Metrics and glossary alignment Private Preview

Identify and consolidate duplicate metrics and glossary terms across your organization using Lakehouse (MDLH) to keep reporting consistent and maintain a single source of truth.

This page provides SQL templates and guidance for metrics and glossary alignment across Tableau, Power BI, and glossary terms.

Before you begin

Before you run these queries, make sure:

Your Lakehouse setup is complete and Lakehouse is enabled for your organization. If setup isn't complete, see Get started with Lakehouse.
The Gold layer is set up for your SQL engine. See Set up gold layer in Snowflake. For Databricks (Databricks setup guide) or BigQuery (BigQuery setup guide) setups, contact your Atlan Customer Success team.

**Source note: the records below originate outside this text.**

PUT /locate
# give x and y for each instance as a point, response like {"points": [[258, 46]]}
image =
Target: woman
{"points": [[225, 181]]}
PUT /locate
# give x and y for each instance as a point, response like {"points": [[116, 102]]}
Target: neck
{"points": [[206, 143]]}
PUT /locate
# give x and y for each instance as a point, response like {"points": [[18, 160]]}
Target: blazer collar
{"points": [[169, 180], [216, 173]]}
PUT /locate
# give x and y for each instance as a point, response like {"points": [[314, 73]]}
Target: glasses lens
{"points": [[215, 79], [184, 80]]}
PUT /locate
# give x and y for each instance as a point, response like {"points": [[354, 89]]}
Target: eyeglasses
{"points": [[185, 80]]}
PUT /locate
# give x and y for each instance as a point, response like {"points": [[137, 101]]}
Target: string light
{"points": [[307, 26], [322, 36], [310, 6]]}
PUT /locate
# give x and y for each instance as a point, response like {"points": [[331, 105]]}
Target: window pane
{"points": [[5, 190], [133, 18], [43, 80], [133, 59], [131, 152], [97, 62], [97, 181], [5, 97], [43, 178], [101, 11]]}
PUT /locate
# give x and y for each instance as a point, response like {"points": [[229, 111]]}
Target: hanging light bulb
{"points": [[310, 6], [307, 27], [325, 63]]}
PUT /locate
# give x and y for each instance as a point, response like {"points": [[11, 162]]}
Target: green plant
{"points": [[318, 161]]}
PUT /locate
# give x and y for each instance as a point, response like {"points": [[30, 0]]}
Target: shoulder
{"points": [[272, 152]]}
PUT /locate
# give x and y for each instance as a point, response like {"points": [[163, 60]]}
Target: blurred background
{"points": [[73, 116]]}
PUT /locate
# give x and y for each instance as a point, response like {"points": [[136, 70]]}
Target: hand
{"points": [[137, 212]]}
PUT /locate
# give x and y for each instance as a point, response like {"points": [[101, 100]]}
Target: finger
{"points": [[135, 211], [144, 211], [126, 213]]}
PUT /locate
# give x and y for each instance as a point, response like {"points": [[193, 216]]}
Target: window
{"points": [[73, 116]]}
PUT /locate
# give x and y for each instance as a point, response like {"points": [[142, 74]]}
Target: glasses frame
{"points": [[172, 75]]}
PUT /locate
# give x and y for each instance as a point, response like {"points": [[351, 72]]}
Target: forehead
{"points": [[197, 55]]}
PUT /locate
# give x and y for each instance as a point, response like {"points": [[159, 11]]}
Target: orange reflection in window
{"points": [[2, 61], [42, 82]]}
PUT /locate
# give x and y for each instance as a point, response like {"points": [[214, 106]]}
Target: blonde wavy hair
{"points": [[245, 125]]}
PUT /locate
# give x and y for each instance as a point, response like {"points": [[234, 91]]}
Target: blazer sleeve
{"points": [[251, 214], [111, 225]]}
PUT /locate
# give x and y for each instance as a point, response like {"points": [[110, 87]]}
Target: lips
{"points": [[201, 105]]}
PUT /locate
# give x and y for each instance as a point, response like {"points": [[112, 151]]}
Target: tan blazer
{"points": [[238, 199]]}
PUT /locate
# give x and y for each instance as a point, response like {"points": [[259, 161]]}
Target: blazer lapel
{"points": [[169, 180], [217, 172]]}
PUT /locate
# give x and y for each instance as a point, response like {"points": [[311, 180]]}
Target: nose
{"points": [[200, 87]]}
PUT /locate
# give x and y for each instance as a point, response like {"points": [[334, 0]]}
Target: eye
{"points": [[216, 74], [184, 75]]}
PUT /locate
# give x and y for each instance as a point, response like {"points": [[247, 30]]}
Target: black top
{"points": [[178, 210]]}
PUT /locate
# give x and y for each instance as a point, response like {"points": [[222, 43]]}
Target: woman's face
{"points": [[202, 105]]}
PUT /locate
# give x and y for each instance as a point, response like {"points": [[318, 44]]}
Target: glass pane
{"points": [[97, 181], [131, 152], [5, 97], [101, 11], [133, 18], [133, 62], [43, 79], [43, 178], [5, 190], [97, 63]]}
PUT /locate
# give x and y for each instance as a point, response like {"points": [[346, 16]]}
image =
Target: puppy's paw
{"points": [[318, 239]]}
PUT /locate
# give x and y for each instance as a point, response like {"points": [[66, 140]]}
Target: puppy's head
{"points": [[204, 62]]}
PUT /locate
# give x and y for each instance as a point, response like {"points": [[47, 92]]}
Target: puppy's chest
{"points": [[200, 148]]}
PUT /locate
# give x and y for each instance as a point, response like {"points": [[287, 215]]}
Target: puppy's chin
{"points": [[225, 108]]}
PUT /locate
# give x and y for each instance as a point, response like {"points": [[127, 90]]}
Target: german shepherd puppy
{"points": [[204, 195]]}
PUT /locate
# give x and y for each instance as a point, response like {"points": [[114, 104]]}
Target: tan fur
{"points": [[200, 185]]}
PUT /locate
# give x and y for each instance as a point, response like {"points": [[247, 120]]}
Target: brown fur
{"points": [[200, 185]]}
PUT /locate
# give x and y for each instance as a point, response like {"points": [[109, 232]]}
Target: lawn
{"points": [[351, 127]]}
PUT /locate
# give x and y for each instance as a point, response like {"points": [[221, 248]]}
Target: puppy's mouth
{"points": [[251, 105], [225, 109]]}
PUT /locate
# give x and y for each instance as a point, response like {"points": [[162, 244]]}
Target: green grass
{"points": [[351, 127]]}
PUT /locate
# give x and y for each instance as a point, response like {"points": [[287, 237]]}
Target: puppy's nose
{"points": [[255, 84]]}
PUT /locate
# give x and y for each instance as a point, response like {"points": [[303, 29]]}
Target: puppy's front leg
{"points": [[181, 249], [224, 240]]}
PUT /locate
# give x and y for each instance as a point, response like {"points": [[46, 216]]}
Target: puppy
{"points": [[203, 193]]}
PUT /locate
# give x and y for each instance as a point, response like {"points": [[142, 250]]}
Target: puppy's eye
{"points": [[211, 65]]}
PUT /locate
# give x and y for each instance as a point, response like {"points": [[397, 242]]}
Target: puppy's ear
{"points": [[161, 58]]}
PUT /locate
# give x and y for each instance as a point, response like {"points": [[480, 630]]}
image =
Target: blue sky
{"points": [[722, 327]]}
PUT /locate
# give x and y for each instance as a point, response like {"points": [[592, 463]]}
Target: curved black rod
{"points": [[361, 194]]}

You can use SQL queries directly on metadata tables in the Lakehouse to identify duplicate or similar metrics and glossary terms. Below are example queries for common alignment scenarios.

Identify potentially duplicate Tableau calculated fields

Find Tableau Calculated Fields that have the same name or formula. Two Calculated Fields are potentially duplicate if they have either the same name or the same formula. This helps identify redundant logic across different workbooks.

Snowflake

SELECT
  t1.NAME AS "Calculated Field 1 Name",
  t1.GUID AS "Calculated Field 1 GUID",
  t1.WORKBOOKQUALIFIEDNAME AS "Calculated Field 1 Workbook",
  t1.FORMULA AS "Calculated Field 1 Formula",
  t2.NAME AS "Calculated Field 2 Name",
  t2.GUID AS "Calculated Field 2 GUID",
  t2.WORKBOOKQUALIFIEDNAME AS "Calculated Field 2 Workbook",
  t2.FORMULA AS "Calculated Field 2 Formula"
FROM
  TABLEAUCALCULATEDFIELD_ENTITY AS t1
JOIN
  TABLEAUCALCULATEDFIELD_ENTITY AS t2
ON
  -- Condition 1: Find rows where the calculated field names OR formulas are identical.
  -- This is the core condition for finding all potential duplicates.
  (LOWER(TRIM(t1.NAME)) = LOWER(TRIM(t2.NAME)) OR t1.FORMULA = t2.FORMULA)
WHERE
  -- Condition 2: Exclude cases where a row is being compared to itself.
  -- This also ensures that the two fields are unique, as each has a unique GUID.
  t1.GUID < t2.GUID
ORDER BY
  "Calculated Field 1 Name";

This query returns:

Calculated fields with identical names across different workbooks
Calculated fields with identical formulas (helping eliminate redundant logic)
Pairs of potentially duplicate metrics for review and consolidation

Identify potentially duplicate Power BI measures

Find Power BI Measures that have the same name. This helps identify redundant metric definitions across different datasets or reports.

Snowflake

SELECT
  -- Select the name and GUID for the first measure in the pair.
  t1.NAME "MEASURE 1 NAME",
  t1.GUID "MEASURE 1 GUID",
  t1.POWERBIMEASUREEXPRESSION "MEASURE 1 EXPRESSION",
  -- Select the name and GUID for the second measure in the pair.
  t2.NAME "MEASURE 2 NAME",
  t2.GUID "MEASURE 2 GUID",
  t2.POWERBIMEASUREEXPRESSION "MEASURE 2 EXPRESSION"
FROM
  -- The first instance of the table.
  POWERBIMEASURE_ENTITY AS t1
  -- The second instance of the table.
JOIN
  POWERBIMEASURE_ENTITY AS t2
ON
  -- Condition 1: Find rows where the measure names are the same.
  -- This is the core condition for finding duplicates.
  LOWER(TRIM(t1.NAME)) = LOWER(TRIM(t2.NAME))
WHERE
  -- Condition 3: Exclude cases where a row is being compared to itself.
  -- This prevents the query from returning a measure paired with itself.
  t1.GUID < t2.GUID
ORDER BY
  "MEASURE 1 NAME";

This query returns:

Power BI measures with identical names across different datasets or reports
Measure expressions for comparison to identify if they calculate the same metric
Pairs of potentially duplicate metrics for review and consolidation

tip

You can modify the strictness of text matching by updating LOWER(TRIM(t1.NAME)) = LOWER(TRIM(t2.NAME)) to LOWER(TRIM(t1.NAME)) LIKE CONCAT(LOWER(TRIM(t2.NAME)), '%') for fuzzy matching.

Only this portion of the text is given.